Dopo un’infinita serie di Monti, Lettini, Renzi, Gentiloni, Conte, lasciando perdere la nobile parentesi di Mario Draghi, ma aggiungendo, in questa terribile serie di protagonisti allo sbaraglio, i fan dei monopattini elettrici tipo Beppe Sala, c’è chi si chiede se a sinistra si possa tornare a pensare che cosa significhi essere di sinistra e a come avere un rapporto con uomini e donne in carne e ossa, e non solo con ambienti degli establishment nazionali e stranieri.

Su Huffington post Italia Luca Bianco scrive: “«Per entrare in Parlamento bisogna superare la soglia del 3% e per dare una mano alla coalizione anche senza raggiungere il 3% è bene stare sopra l’1». A districare il labirinto della legge elettorale per HuffPost è il costituzionalista Alfonso Celotto, che ci spiega il perché oggi le quattro piccole formazioni centriste del centrodestra – Toti, Lupi, Brugnaro e Cesa – abbiano deciso di lanciare una lista comune in vista del voto”.

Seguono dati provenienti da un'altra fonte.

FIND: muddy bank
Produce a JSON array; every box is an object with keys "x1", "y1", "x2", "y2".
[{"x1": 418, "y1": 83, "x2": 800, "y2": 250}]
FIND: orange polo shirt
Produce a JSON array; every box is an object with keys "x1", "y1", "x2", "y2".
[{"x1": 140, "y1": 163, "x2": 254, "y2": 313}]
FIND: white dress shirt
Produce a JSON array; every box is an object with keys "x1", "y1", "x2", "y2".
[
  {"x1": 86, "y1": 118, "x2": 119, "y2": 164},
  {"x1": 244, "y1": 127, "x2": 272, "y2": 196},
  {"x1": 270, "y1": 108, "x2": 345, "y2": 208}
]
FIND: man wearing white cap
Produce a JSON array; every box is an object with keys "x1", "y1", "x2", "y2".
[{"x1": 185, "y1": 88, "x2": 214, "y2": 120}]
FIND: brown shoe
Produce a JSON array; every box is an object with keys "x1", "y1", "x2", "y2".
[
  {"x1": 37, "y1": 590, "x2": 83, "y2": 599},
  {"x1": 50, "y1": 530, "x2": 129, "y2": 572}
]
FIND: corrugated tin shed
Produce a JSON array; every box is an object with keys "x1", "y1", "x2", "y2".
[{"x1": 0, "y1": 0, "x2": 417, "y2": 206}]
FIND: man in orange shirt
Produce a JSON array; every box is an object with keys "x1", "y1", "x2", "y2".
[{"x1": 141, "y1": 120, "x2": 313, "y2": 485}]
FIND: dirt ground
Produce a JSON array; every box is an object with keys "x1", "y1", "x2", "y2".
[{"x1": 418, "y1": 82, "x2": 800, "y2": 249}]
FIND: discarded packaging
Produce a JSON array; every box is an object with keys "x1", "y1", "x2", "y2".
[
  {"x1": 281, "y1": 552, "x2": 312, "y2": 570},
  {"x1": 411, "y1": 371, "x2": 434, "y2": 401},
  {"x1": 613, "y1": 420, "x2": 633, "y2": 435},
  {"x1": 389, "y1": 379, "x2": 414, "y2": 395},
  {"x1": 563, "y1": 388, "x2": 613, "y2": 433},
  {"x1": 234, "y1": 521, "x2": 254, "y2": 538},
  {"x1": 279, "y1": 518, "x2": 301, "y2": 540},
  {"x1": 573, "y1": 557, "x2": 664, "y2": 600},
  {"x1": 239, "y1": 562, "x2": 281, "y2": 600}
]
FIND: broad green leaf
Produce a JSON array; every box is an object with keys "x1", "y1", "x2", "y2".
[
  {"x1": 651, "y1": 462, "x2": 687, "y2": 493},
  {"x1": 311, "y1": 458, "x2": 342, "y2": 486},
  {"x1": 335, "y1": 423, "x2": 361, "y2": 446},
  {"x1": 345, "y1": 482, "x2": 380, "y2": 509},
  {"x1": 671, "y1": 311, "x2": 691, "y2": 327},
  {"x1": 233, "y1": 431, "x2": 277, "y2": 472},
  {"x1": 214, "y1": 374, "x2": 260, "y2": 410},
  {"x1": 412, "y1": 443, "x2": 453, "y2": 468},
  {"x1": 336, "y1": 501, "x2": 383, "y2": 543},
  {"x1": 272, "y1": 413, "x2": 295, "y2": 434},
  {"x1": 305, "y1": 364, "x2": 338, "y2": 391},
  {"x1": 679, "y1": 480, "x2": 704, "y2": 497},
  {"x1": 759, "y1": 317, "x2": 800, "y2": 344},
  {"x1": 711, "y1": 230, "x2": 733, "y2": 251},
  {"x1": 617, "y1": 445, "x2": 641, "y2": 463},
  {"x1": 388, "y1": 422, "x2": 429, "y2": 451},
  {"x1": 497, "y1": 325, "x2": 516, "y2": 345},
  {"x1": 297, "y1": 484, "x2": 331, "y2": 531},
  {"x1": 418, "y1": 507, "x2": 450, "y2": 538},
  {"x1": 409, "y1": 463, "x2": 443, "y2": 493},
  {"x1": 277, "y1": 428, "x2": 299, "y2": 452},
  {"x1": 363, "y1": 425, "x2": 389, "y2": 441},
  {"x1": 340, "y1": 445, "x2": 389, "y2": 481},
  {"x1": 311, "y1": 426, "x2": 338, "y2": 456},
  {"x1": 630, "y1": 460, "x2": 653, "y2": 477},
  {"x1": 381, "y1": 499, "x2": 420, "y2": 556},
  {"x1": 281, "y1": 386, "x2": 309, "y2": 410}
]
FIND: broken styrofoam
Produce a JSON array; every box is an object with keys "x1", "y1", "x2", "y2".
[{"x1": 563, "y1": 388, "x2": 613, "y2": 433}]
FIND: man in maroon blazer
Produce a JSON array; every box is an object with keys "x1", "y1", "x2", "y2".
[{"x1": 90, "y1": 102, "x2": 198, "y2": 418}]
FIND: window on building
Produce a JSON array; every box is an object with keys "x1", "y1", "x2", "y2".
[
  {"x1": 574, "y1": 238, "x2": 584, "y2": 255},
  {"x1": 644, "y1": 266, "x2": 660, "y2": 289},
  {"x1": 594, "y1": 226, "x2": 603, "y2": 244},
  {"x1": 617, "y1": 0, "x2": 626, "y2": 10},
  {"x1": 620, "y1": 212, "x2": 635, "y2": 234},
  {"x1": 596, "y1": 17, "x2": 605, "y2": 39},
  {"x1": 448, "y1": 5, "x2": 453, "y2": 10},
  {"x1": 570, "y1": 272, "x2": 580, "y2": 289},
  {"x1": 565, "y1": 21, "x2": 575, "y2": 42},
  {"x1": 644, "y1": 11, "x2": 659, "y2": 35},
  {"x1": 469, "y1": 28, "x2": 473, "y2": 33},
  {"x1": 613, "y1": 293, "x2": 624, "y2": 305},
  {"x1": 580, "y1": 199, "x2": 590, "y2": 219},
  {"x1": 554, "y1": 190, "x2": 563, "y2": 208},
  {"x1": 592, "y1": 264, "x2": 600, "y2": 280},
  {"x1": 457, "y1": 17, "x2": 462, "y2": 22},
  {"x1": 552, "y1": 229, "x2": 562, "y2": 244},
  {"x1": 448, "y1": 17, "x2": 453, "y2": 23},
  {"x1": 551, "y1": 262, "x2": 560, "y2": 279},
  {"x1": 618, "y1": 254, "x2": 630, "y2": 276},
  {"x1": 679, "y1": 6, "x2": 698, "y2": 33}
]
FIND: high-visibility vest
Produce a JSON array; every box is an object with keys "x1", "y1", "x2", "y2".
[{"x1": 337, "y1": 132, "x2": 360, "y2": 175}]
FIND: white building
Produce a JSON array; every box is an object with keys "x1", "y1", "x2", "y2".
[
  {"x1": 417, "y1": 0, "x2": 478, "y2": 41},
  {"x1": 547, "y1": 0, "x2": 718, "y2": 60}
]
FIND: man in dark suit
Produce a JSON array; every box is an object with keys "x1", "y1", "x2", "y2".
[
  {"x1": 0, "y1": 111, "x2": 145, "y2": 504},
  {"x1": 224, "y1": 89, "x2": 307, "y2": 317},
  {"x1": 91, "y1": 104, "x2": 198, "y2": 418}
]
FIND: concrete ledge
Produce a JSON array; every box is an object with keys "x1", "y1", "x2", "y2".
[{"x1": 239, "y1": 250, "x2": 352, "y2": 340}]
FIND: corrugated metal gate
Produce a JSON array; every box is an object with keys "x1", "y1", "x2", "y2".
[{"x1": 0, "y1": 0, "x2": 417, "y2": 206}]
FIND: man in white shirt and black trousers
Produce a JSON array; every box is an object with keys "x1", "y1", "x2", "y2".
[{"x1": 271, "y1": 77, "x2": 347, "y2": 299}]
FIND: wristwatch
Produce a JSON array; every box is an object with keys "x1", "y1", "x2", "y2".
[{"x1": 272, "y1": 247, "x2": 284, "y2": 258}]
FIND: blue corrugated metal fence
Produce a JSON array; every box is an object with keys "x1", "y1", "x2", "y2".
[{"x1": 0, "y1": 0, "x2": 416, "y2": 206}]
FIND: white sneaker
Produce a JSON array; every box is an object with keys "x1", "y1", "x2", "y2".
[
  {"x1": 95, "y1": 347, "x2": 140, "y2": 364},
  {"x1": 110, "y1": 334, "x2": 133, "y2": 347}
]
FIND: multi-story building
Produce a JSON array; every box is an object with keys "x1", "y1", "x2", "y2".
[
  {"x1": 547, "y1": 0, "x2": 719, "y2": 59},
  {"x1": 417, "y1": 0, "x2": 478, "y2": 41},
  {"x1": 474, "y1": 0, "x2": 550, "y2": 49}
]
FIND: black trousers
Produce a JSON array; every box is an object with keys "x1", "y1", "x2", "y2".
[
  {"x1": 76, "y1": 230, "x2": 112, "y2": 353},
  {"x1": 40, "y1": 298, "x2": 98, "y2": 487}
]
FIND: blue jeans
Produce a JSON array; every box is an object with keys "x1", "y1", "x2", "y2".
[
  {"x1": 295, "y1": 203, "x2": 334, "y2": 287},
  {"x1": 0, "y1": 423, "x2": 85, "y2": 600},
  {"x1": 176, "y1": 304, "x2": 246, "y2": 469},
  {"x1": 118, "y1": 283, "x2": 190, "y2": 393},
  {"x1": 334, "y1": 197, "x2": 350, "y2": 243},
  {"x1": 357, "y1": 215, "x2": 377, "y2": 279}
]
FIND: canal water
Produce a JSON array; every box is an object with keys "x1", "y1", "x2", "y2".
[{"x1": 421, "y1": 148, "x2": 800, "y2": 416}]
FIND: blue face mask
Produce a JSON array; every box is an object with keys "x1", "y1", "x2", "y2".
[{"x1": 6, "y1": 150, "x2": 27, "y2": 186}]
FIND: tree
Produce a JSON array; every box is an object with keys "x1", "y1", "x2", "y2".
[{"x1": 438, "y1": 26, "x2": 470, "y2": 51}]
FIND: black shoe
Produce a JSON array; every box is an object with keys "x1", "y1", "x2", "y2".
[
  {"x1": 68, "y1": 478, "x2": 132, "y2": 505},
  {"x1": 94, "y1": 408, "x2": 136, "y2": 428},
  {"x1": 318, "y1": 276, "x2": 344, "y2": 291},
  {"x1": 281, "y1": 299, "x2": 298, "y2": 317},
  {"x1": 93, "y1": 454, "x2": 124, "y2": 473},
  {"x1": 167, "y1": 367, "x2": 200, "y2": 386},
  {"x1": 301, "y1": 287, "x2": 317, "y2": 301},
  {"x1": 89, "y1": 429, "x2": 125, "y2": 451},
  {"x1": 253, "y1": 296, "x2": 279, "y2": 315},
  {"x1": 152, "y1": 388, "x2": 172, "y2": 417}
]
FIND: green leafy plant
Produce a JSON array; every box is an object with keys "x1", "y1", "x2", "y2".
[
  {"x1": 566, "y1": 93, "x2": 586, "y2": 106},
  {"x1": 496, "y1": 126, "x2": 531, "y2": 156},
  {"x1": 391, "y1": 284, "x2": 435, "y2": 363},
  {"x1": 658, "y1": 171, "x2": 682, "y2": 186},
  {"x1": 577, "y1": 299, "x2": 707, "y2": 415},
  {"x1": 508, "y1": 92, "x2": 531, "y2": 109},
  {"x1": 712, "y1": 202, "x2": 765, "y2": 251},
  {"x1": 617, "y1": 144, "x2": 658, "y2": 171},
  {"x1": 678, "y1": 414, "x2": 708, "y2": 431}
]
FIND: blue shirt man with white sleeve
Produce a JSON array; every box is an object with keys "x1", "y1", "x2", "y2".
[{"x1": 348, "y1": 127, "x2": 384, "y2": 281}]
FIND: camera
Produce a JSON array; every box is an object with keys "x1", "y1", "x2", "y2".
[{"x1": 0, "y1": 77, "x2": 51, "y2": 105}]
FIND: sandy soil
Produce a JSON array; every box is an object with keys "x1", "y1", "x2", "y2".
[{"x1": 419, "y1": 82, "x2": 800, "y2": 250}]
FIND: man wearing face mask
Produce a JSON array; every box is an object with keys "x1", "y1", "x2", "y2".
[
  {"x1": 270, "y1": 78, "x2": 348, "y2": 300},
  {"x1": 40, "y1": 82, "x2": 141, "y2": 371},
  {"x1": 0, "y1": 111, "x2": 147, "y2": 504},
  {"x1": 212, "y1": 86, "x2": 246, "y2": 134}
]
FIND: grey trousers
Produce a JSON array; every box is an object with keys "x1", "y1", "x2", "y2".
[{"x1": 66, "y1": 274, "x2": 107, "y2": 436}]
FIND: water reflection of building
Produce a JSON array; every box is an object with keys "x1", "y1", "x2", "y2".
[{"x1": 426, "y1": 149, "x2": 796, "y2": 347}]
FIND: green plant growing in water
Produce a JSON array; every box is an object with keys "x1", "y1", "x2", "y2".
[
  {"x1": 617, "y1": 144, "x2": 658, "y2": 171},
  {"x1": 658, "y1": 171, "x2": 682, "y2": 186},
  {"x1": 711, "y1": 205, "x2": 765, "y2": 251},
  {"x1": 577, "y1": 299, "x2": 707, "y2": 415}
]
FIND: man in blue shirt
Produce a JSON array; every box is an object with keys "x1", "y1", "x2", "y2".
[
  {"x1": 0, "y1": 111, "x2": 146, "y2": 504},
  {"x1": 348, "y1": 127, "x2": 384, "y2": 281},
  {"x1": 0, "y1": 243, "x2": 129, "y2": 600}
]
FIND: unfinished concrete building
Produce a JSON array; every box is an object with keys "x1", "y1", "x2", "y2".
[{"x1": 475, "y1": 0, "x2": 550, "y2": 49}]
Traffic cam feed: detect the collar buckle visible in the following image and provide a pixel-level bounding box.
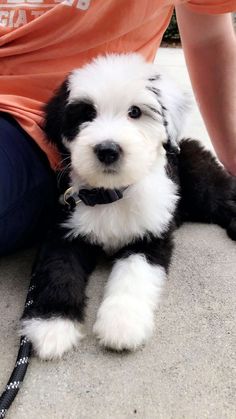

I piccoli centristi del centrodestra stanno facendo meritoriamente quel che possono per dare un governo all’Italia, contribuendo con la loro sensibilità ed esperienza a preparare un programma che sia realistico. Sarebbe opportuno però che pensassero almeno un po’ anche strategicamente e non solo tatticamente. Se alla fine Stefano Bonaccini diventerà un vero segretario del Pd, e non un ispettore Clouseau inviato da Emmanuel Macron, e farà del suo partito una formazione rosso-verde in sintonia con quel che succede in Germania e quel che succederà in Francia, sarebbe bene che si ragionasse su una formazione popolar-conservatrice in asse con quel che Manfred Weber (con i suoi legami con austriaci e polacchi) e i popolari spagnoli stanno preparando. L’emergenza è l’emergenza e tocca fare in Italia quel che si può, ma la frammentazione del nostro quadro politico in centinaia di signorotti che controllano fettine di elettorato, non è una prospettiva. Si tratta di formare grandi comunità di destino e poi forme elettorali (tipo collegi uninominali e primarie) che diano razionalità e dignità alla politica.